Companywide adjusted operating cash flow -- operating income before depreciation and amortization, excluding certain compensation and restructuring charges -- amounted to $315.6 million for the quarter, just ahead of the $314 million multianalyst consensus figure compiled by SoundView Technology. Cable system AOCF amounted to $276.7 million, short of the $289 million SoundView consensus.

The company lost 8,900 basic video subscribers in the quarter, blaming a system rebuild that was scheduled to be finished by the end of September but won't be completed until December.

For the second time this year, Cablevision cut guidance for its telecommunications segment, or its cable-related business. Adjusted OCF growth -- which Cablevision trimmed this summer from a range of 16% to 18% to a range of 14% to 16% -- will now come in at 12%. Telecommunications revenue growth expectations were trimmed from a range of 12% to 14% to a range of 11.5% to 12.5%.
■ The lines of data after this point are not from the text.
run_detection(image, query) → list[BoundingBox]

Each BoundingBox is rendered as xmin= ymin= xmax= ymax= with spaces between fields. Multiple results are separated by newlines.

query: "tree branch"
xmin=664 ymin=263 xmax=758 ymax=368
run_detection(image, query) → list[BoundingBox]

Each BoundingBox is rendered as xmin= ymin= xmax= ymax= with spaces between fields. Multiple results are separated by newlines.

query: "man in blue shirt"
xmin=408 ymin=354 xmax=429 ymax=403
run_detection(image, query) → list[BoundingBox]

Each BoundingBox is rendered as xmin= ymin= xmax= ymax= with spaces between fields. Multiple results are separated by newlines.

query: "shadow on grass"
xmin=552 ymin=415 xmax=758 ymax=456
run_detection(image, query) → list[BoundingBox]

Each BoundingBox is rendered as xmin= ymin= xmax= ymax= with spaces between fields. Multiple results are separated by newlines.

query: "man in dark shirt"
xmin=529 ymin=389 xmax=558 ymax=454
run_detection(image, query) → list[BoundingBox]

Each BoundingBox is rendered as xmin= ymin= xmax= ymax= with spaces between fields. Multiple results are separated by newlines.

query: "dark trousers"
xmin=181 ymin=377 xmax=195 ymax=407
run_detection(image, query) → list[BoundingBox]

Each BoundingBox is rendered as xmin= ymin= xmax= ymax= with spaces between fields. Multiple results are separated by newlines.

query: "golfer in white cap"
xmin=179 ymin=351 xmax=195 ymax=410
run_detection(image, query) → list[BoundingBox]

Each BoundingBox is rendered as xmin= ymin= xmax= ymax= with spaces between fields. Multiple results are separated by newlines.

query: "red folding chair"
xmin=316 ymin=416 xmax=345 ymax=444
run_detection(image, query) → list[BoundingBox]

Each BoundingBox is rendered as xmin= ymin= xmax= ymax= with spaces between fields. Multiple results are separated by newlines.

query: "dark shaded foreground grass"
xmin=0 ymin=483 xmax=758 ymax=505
Cablevision, which insisted as recently as this June that it would have positive free cash flow in 2004, backed down from that promise Tuesday. Free cash flow -- that is, operating cash flow after capital expenditures and interest expense has been subtracted -- now will be "modestly negative" in 2004, says Cablevision.

Basic video customer growth will be between 0.25% to 0.5%, says the company, down from the prior 0.5% guidance.

Cablevision cited several factors for the cutback, starting with the delayed upgrade. Also hurting revenue are less-than-expected video upgrade activity, weaker-than-expected advertising revenue, and increased bad-debt expense. Adjusted OCF growth, says Cablevision, will be hurt by higher field service operations costs and call center activity driven by new product offerings.

The upgrade delay, said the company, was due to the permitting process necessary to for construction in New York City. "It's been a little more bureaucratic than we anticipated due to the nature of the environment," said one executive on the call.

Separately, Cablevision said an investigation of accounting practices at the company had uncovered additional expenses that should have been recognized in 2003 but had been improperly accelerated. Beyond the $3.4 million in improperly timed pretax expenses already disclosed, Cablevision revealed that an additional $10.1 million in pretax expenses had been uncovered. For the first time, the company disclosed that these accounting problems were not limited to the company's Rainbow programming subsidiary; $1.3 million of the newly disclosed improperly accelerated expenses were at non-Rainbow businesses.

On a conference call with analysts, Cablevision execs declined to specify which non-Rainbow businesses were affected.

Cablevision did have some unqualified good news to report: Its Rainbow programming group, which includes the AMC movie channel, the Independent Film Channel and WE: Women's Entertainment, reported strong results and raised guidance for the year.